Coloradans, who drive a lot in our wide open spaces, are concerned about high gasoline prices. Many are paying a hundred dollars a week to fill up their gas tanks. The high prices are frustrating because the state sits on vast amounts of energy, especially natural gas, not to mention one of the nation’s largest untapped energy reserves – oil shale deposits in Western Colorado. According to the U.S. Geological Survey, Colorado, along with parts of Utah and Wyoming, hold more than 1.5 trillion barrels of oil –enough to provide the United States with energy for the next 200 years.
Earlier this year, I passed a bipartisan historic bill through the House, the PIONEERS Act. It would increase access to energy and create jobs by opening up oil shale in our Western states, opening up most of the Outer Continental Shelf to oil and gas production, opening up the Arctic National Wildlife Refuge to energy production, and requiring the Keystone Pipeline project to be approved. Under President Obama all these initiatives have been stifled.
Mitt Romney and Paul Ryan have a golden opportunity to seize this moment and show Coloradans a dramatic contrast between the promise of a free economy versus four more years of big government solutions.
How in the world will four more years of doubling down on the same failed policies under a reelected Barack Obama turn things around?
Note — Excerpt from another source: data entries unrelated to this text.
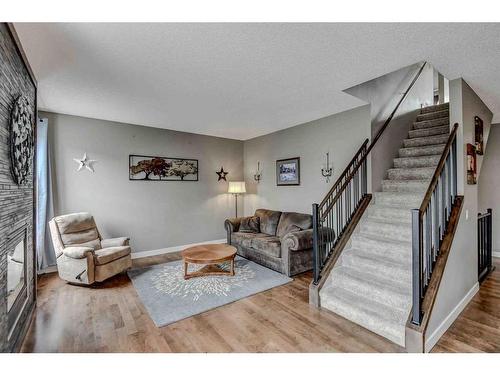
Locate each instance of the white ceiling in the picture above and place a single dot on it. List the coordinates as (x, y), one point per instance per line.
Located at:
(241, 80)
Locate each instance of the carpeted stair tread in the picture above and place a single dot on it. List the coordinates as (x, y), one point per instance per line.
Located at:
(435, 108)
(425, 141)
(405, 185)
(433, 150)
(376, 265)
(418, 133)
(400, 251)
(386, 228)
(399, 199)
(431, 123)
(373, 287)
(368, 314)
(392, 213)
(417, 161)
(417, 173)
(433, 115)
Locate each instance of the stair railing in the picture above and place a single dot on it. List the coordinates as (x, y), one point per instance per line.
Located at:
(429, 222)
(333, 215)
(484, 244)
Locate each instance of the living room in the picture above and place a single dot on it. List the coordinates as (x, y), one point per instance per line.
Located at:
(243, 187)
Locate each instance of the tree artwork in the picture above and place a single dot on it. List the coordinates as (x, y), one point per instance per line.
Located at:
(162, 169)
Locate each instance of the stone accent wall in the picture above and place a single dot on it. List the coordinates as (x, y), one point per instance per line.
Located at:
(16, 202)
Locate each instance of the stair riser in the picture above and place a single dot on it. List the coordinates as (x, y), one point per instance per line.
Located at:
(408, 186)
(431, 123)
(406, 201)
(386, 230)
(421, 151)
(410, 173)
(435, 108)
(425, 141)
(417, 162)
(376, 268)
(433, 115)
(428, 132)
(368, 291)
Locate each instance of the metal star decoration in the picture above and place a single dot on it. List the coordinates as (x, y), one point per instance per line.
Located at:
(222, 174)
(85, 162)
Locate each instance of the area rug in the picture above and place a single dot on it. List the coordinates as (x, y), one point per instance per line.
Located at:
(169, 298)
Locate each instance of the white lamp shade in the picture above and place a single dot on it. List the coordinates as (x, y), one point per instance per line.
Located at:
(236, 187)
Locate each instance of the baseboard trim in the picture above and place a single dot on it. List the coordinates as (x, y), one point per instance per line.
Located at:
(448, 321)
(173, 249)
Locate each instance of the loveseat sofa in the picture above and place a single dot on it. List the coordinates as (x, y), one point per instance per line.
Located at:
(278, 240)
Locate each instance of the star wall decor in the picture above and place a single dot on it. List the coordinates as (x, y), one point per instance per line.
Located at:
(85, 162)
(222, 174)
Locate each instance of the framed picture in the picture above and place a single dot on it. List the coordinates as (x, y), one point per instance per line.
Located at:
(158, 168)
(288, 172)
(478, 134)
(471, 164)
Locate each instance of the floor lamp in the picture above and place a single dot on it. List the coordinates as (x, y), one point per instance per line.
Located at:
(236, 188)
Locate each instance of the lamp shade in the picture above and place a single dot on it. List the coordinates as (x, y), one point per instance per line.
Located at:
(236, 187)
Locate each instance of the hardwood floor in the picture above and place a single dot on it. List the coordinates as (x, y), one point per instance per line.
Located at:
(111, 318)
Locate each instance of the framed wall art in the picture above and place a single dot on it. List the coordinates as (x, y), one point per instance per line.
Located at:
(159, 168)
(288, 172)
(478, 135)
(471, 164)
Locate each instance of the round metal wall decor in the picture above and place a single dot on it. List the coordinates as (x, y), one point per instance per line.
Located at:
(21, 139)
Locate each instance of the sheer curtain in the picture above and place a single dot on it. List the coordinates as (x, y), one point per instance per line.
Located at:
(45, 210)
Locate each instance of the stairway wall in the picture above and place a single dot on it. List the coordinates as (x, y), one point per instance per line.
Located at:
(459, 282)
(383, 94)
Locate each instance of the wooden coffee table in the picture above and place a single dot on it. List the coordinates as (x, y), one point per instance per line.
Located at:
(211, 255)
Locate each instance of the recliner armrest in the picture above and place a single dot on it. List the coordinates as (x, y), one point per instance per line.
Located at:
(77, 252)
(113, 242)
(300, 240)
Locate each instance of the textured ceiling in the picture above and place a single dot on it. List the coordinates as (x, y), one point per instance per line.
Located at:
(239, 80)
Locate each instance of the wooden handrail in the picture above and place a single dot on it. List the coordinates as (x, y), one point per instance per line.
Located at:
(439, 169)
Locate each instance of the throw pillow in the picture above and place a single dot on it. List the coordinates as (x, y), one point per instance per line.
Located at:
(250, 224)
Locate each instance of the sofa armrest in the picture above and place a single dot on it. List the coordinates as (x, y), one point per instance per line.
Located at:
(114, 242)
(300, 240)
(77, 252)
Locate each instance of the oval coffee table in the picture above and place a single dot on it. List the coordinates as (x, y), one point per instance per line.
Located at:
(211, 255)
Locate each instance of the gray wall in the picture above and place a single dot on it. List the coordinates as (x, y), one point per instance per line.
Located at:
(155, 215)
(383, 93)
(489, 181)
(16, 202)
(460, 275)
(340, 134)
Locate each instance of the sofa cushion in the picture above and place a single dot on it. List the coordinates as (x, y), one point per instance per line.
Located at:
(293, 222)
(250, 224)
(244, 239)
(268, 221)
(110, 254)
(267, 244)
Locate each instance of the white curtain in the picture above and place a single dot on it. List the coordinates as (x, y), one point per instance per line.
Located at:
(45, 209)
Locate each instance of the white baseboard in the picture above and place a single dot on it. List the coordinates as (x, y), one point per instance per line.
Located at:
(448, 321)
(49, 269)
(173, 249)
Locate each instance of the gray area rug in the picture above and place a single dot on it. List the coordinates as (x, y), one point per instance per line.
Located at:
(169, 298)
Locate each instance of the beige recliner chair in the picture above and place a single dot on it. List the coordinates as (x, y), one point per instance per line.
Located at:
(83, 257)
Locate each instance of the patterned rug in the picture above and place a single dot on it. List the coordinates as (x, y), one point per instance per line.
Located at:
(169, 298)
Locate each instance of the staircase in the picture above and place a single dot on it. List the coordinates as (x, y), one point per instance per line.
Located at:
(371, 283)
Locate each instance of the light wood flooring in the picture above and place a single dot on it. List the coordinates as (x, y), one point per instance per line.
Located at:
(110, 318)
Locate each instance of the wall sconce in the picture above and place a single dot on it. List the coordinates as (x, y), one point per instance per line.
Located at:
(258, 175)
(327, 170)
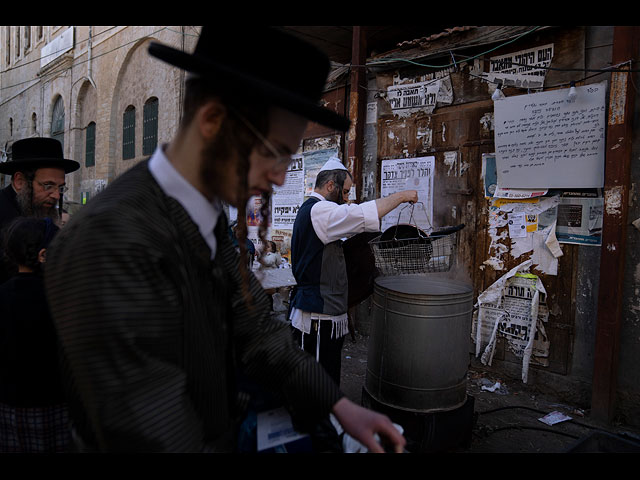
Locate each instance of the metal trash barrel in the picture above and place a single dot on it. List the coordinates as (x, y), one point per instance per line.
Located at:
(419, 343)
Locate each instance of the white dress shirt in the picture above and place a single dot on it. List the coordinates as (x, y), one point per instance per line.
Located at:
(333, 222)
(204, 213)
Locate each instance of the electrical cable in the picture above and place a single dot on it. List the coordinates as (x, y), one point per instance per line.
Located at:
(571, 421)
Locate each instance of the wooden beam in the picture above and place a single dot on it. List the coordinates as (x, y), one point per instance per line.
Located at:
(357, 107)
(614, 232)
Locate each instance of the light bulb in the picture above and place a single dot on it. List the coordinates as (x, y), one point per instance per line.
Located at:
(572, 92)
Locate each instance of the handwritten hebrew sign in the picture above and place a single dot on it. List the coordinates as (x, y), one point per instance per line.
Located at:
(545, 140)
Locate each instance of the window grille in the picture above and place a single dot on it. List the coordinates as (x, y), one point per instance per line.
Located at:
(129, 133)
(150, 126)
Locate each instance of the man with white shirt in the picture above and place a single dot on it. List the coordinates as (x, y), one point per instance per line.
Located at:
(158, 316)
(319, 300)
If the minds of Coloradans this election are focused on the record of President Obama, he loses. If, however, he can succeed in making Mitt Romney the issue, or muddying the waters enough about Governor Romney’s motives or abilities, he can still pull it off.
My belief is that Colorado will do what it did in 1996. It was one of only three states to flip from earlier supporting a Democrat in 1992 to supporting a Republican for president. The saying might become, as goes Colorado, so goes the nation.
Lamborn is a third-term congressman representing Colorado’s Fifth Congressional District.